Ce que cette couleur dit de vous (et c’est une bonne nouvelle)

Un stylist avec qui je discutais récemment soulevait un point que je trouve juste : choisir une couleur non conventionnelle pour ses baskets, c’est une forme de prise de position tranquille. Pas une rébellion, pas une performance. Juste une manière de montrer qu’on s’intéresse à ce qu’on met, qu’on a fait un choix plutôt que de suivre le chemin de moindre résistance. Dans un monde où le dress code masculin s’est uniformisé autour du gris, du marine et du blanc, le vert mousse aux pieds devient presque un signal de reconnaissance entre gens qui regardent les choses un peu différemment.

Ce n’est pas une couleur qui crie. C’est précisément ce qui la rend efficace. Quelqu’un va remarquer vos baskets, faire un compliment, et la conversation s’ouvre naturellement sur le style, les choix, les inspirations. J’ai vu ça arriver des dizaines de fois avec des hommes qui portaient une pièce légèrement décalée par rapport aux normes habituelles. La confiance que ça procure ne vient pas de la couleur elle-même, mais de la conscience d’avoir choisi quelque chose de réfléchi.

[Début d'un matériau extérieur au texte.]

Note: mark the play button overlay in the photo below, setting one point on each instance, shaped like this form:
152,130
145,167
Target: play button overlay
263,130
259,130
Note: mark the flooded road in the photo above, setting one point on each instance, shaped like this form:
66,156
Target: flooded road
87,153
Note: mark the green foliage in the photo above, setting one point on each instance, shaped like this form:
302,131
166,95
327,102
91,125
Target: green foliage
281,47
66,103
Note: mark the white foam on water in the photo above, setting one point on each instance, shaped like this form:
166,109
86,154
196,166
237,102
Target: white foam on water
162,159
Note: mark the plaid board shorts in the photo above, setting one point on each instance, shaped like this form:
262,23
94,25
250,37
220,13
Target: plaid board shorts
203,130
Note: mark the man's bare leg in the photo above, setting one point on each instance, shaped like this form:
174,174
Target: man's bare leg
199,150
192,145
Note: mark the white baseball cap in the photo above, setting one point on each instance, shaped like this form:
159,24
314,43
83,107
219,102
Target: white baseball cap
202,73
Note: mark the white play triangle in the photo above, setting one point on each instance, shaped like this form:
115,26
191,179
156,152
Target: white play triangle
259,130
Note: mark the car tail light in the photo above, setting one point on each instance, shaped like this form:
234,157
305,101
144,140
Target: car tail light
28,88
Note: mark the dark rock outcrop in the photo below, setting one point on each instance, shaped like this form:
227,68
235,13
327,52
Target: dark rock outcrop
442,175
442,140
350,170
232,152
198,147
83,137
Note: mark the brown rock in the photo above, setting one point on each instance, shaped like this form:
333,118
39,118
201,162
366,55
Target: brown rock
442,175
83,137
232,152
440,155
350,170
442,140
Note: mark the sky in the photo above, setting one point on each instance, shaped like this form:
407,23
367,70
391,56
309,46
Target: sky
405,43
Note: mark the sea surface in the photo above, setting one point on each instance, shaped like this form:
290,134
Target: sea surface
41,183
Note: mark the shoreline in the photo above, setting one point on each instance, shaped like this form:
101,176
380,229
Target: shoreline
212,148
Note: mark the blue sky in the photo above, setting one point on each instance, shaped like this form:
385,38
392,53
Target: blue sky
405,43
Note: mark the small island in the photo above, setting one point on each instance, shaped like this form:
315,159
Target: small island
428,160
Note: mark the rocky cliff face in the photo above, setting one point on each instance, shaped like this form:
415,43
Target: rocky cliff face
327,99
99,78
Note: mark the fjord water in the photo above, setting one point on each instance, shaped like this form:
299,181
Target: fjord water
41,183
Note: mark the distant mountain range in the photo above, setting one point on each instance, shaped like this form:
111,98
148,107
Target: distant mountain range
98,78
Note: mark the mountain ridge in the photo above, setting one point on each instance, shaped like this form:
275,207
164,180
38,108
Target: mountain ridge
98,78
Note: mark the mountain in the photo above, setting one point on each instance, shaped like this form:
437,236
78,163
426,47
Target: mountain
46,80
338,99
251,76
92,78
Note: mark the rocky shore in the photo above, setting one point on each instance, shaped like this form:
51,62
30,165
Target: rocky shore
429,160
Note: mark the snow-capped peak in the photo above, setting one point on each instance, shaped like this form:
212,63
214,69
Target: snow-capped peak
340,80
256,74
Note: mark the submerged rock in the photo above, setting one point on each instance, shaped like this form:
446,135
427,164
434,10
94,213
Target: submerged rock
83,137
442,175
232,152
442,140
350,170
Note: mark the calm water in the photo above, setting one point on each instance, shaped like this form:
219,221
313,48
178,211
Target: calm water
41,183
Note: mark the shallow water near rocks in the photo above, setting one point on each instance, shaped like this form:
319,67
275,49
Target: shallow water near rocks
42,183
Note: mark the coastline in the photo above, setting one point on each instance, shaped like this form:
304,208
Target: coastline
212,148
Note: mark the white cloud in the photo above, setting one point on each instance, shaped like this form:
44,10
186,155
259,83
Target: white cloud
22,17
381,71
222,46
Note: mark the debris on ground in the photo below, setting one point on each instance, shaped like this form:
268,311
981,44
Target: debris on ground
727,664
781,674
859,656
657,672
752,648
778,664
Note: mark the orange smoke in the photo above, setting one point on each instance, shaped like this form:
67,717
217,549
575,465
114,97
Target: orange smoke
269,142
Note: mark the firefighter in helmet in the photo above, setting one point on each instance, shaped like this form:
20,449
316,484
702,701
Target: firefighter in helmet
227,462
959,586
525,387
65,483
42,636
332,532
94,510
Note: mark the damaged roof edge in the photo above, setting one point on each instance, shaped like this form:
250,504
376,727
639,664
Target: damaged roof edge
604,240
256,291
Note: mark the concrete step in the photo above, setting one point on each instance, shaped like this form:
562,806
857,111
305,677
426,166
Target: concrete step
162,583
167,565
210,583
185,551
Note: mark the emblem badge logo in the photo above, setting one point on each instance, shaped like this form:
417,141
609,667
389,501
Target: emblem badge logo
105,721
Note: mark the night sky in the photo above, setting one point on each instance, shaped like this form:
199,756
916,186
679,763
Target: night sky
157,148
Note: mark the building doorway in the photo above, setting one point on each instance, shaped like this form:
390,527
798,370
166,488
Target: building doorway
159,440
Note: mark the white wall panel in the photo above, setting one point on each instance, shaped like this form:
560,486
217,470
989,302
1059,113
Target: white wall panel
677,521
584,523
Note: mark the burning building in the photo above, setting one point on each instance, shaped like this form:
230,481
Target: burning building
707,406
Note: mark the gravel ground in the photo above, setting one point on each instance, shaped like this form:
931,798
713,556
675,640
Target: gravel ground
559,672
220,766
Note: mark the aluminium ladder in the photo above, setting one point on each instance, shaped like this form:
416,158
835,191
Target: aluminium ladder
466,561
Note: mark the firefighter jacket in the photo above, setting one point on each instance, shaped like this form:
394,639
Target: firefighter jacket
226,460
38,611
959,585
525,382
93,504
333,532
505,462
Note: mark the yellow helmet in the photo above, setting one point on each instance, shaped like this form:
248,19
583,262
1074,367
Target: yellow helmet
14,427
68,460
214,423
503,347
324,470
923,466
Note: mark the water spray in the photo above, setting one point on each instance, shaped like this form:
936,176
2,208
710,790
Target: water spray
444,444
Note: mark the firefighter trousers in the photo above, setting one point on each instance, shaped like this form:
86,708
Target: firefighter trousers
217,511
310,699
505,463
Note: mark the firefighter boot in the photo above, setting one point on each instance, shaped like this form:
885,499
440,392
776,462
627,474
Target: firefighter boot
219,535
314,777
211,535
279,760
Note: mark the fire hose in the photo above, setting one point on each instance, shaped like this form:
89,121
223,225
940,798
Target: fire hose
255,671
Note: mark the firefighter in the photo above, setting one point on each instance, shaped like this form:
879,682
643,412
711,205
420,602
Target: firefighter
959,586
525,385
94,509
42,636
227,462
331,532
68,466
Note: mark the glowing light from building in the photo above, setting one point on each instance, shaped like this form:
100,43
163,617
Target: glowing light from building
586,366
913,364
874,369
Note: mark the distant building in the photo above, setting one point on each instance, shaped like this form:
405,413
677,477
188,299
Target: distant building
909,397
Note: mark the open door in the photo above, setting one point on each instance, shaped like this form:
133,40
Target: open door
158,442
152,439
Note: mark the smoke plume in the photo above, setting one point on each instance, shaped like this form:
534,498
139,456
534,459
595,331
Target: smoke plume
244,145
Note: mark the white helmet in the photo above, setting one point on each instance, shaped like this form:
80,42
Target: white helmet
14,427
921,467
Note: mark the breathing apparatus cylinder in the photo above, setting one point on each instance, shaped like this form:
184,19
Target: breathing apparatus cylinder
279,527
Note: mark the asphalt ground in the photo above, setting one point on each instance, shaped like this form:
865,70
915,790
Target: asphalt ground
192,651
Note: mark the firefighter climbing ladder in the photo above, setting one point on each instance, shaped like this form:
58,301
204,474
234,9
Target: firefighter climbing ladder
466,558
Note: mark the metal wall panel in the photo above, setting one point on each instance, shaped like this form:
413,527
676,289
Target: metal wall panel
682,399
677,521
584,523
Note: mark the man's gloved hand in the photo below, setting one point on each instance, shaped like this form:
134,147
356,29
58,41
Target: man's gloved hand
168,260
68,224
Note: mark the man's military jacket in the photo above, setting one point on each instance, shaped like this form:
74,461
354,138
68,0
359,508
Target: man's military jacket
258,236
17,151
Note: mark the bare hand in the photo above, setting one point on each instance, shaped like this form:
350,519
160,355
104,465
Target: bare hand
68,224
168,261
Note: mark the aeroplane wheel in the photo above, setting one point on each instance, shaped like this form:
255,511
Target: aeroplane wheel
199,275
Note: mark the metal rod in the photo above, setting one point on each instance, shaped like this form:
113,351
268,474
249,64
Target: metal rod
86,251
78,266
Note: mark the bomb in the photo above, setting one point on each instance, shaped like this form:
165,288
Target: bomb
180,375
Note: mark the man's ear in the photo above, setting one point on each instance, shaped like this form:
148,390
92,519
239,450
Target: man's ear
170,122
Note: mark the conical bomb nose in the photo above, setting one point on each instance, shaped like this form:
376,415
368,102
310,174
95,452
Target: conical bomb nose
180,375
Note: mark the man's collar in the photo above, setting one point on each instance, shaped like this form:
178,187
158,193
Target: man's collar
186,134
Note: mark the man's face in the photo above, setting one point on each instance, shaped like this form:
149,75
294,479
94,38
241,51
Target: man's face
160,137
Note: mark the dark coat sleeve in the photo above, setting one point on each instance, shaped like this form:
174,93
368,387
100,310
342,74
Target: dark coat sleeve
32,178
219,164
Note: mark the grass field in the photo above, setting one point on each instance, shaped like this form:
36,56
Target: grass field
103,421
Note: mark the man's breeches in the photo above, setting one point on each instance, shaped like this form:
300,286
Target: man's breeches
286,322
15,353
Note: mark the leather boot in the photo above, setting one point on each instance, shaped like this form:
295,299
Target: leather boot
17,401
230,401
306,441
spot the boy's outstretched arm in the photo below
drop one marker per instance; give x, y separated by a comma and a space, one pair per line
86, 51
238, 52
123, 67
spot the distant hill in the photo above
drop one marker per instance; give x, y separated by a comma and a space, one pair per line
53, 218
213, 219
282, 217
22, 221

La vraie question pour la prochaine saison, c’est de savoir si le vert mousse restera dans les rayons une fois l’été passé, ou s’il sera remplacé par la prochaine obsession chromatique des stylistes. Si l’histoire de la mode masculine récente nous apprend quelque chose, c’est que les tons terreux ont une longévité que les couleurs vives n’ont jamais eu. Le rouille qu’on annonçait comme tendance éphémère il y a trois ans trône encore dans les collections. Le vert mousse pourrait bien suivre le même chemin.